I have followed the dates given in Wiki. McGibbon was the son of an Edinburgh musician Duncan McGibbon and his wife Sarah Muir. Duncan is variously given as oboist or fiddler and William may have been born in 1690 in Glasgow or 1695 in Edinburgh according to earlier sources.

William is believed to have studied in London under William Corbett, and may have travelled in Italy in his youth, possibly with Corbett. Corbett moved to Italy in 1716. Nothing more is known of McGibbon until the winter of 1726 - 1727 when he appears in the minute book of the Edinburgh Music Society as a professional violinist. Although not described as "leader" he was the best paid regular player in the Society - apart from visiting virtuosi - a position he held until his death in 1756.

McGibbon supplemented his income as a player by selling violin strings to the members and also supplying the society with music both his own and that of others. The society also helped to subscribe to publication of his music.

McGibbon composed 24 trio sonatas in 4 sets (1727, 1729, 1734 and 1745) , six sonatas for flute (1748), six solo sonatas (1640) and some lost orchestral music.
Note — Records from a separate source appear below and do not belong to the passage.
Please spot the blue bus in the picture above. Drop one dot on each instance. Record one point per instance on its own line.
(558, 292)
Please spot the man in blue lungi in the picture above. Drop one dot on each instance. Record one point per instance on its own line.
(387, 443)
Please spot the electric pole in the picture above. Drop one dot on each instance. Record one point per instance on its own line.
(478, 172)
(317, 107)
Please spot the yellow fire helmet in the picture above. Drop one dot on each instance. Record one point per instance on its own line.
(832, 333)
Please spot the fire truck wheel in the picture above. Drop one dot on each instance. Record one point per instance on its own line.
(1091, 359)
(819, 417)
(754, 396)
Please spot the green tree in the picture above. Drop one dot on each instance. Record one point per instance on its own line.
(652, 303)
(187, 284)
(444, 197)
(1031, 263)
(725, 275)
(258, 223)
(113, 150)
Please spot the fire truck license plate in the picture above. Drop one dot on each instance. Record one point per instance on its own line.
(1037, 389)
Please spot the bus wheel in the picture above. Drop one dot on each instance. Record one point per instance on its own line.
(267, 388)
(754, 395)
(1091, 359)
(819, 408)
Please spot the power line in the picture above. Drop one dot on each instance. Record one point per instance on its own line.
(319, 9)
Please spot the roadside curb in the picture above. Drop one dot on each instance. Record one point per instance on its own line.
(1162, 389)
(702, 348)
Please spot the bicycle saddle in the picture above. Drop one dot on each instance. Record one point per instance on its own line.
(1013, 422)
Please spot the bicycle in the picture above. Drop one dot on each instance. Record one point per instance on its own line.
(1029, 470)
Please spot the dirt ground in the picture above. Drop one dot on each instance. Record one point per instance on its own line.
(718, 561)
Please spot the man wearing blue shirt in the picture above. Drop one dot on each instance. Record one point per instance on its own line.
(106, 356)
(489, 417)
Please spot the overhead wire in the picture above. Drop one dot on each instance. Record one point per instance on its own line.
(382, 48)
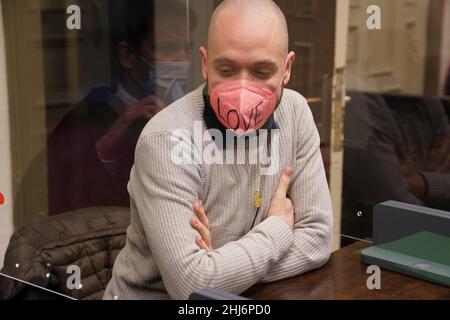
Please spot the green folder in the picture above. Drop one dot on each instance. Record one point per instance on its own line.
(423, 255)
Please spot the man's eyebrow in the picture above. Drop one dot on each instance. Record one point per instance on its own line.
(223, 60)
(263, 63)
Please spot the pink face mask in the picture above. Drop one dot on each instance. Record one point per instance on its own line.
(242, 105)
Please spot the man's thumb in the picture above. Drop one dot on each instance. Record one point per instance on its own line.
(285, 180)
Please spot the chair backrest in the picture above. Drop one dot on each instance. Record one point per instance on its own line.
(50, 251)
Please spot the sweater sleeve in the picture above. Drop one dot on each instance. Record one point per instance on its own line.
(163, 193)
(309, 193)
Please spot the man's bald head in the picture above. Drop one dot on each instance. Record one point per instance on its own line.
(250, 16)
(248, 39)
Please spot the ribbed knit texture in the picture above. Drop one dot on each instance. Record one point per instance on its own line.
(161, 259)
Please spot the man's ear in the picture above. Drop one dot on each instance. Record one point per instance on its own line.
(204, 57)
(127, 59)
(289, 64)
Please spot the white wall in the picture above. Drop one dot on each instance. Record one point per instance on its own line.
(6, 210)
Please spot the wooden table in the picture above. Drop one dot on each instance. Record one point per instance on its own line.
(345, 277)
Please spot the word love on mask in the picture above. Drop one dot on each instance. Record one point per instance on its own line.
(243, 106)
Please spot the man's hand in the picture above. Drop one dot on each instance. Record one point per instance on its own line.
(201, 224)
(280, 205)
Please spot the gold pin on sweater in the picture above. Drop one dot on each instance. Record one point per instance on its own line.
(257, 199)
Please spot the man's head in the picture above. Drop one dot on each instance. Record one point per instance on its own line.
(247, 40)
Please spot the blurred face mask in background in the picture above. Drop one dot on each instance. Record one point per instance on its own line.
(169, 78)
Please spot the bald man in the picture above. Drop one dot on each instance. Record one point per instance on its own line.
(225, 225)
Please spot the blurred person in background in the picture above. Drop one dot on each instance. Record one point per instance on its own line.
(91, 151)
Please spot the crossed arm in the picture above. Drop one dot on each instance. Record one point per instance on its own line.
(164, 194)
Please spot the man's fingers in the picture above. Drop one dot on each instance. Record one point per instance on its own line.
(200, 212)
(285, 180)
(202, 230)
(199, 241)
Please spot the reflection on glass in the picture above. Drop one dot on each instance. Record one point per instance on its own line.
(397, 134)
(95, 112)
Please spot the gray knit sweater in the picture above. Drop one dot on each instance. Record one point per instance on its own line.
(161, 259)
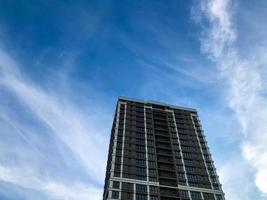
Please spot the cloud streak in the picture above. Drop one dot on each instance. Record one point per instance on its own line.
(243, 77)
(62, 153)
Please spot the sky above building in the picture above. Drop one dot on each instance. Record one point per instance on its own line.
(63, 65)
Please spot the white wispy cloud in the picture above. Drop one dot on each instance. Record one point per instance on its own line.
(64, 137)
(244, 80)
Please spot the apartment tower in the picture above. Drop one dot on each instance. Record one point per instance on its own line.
(159, 152)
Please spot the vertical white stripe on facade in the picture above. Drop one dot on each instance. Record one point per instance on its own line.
(147, 169)
(123, 137)
(180, 148)
(201, 151)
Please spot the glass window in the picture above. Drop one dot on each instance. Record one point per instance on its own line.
(154, 198)
(141, 188)
(195, 195)
(141, 197)
(116, 184)
(219, 197)
(153, 189)
(115, 195)
(184, 193)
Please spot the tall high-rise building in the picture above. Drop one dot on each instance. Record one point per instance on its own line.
(159, 152)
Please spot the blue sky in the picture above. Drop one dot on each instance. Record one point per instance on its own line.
(64, 64)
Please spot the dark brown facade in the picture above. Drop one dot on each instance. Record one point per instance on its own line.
(159, 152)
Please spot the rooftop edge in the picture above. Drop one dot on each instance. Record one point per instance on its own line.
(156, 103)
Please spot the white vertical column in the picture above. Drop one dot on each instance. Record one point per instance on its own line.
(147, 168)
(123, 138)
(115, 141)
(180, 148)
(201, 151)
(134, 191)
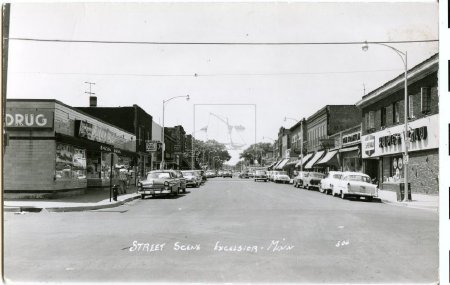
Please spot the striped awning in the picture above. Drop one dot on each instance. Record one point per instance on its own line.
(282, 163)
(292, 162)
(347, 149)
(305, 159)
(313, 160)
(328, 158)
(272, 165)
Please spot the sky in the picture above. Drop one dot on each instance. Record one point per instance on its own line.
(281, 80)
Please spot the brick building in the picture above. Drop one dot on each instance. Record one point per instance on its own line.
(346, 154)
(326, 122)
(56, 150)
(298, 147)
(383, 135)
(132, 119)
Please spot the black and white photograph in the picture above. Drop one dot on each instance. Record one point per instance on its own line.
(210, 142)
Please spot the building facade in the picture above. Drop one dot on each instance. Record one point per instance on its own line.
(133, 119)
(383, 136)
(56, 150)
(326, 122)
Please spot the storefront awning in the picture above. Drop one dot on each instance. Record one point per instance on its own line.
(305, 159)
(282, 163)
(353, 148)
(272, 165)
(329, 158)
(313, 160)
(292, 162)
(276, 164)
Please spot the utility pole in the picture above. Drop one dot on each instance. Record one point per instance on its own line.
(5, 47)
(90, 88)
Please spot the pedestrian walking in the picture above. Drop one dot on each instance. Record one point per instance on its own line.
(123, 178)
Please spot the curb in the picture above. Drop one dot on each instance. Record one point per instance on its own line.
(69, 209)
(402, 204)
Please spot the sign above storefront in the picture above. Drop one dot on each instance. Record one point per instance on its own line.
(96, 133)
(351, 138)
(152, 145)
(29, 118)
(423, 134)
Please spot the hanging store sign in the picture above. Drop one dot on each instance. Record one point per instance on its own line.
(152, 146)
(369, 145)
(351, 138)
(28, 118)
(423, 134)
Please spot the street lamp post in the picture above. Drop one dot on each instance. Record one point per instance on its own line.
(404, 58)
(162, 166)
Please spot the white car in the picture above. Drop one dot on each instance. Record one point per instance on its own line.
(327, 184)
(281, 176)
(355, 184)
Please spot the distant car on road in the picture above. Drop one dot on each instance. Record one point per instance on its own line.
(298, 180)
(328, 183)
(355, 184)
(260, 175)
(243, 175)
(313, 180)
(281, 177)
(159, 182)
(192, 179)
(227, 174)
He also published three collections of Scots songs (1742, 1746 and 1755).

David Johnson describes McGibbon as a second rate Italian composer but a first rate Scots composer. His early trio efforts are marred by poor part writing - consecutive fifths and octaves. It is interesting that his 1740 collection (for flute and violin) represents much of his finest work drawing on the Scots tradition of fiddle and cello (or base) and representing two part writing the equal of Handel.

McGibbon's collections of Scots songs represents a high point of the Edinburgh musical scene. The Scots drawing room style was an attempt to meld European (and particularly Italian) ideas of harmony, ornamentation and development with the special characteristics of Scots music - pentatonic tunes, the snap and the shapes of the tunes.


----------